18.3 Any notice relating to any proceedings or other documents in any legal action shall not be sent by email.
19. Counterparts and electronic signature
19.1 This Agreement may be executed in one or more counterparts, each of which shall be deemed an original but all of which shall constitute one and the same document.
19.2 Use of electronic signature, email, or other electronic medium shall have the same force and effect as an original signature.
20.1 The parties agree that they will work together in good faith to resolve any dispute arising under this Agreement and any relevant SOW within 30 business days.
20.2 If a dispute cannot be settled by negotiation, the parties will attempt to settle it by a mediation procedure agreed by the parties before resorting to any other remedies. Each party shall be responsible for their own costs relating to the mediation, unless otherwise agreed.
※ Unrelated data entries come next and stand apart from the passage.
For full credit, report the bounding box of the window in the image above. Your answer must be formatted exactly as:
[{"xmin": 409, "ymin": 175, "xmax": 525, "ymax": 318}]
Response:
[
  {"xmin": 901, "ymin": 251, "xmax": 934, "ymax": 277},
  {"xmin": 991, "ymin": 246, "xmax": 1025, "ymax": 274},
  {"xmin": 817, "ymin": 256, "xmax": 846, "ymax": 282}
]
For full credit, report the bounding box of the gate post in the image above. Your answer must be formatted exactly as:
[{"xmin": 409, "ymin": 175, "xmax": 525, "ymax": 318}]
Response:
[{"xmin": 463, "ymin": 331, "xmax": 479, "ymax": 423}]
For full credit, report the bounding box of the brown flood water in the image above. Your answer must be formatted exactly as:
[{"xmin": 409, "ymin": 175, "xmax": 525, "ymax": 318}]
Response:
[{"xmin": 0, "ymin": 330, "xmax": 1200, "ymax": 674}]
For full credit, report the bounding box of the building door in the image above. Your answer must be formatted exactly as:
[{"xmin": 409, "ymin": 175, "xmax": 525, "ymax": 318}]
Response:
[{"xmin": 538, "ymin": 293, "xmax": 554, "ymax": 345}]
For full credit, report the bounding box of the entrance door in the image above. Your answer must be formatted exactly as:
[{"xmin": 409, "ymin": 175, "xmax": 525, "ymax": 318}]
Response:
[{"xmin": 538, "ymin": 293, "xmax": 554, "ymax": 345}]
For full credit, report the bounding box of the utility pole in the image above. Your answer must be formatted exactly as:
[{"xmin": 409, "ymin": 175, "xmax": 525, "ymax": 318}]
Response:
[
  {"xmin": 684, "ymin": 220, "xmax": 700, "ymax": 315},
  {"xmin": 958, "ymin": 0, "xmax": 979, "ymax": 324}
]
21. Governing law and jurisdiction
21.1 This Agreement shall be governed by and construed in accordance with the laws of England and Wales, without regard to its choice of law or conflict of law provisions.
21.2 The parties agree that the courts of England and Wales, shall subject to clause 20 (Disputes) have the exclusive jurisdiction to settle any dispute or claim (including non-contractual disputes or claims) arising out of or in connection with this Agreement and any relevant SOW.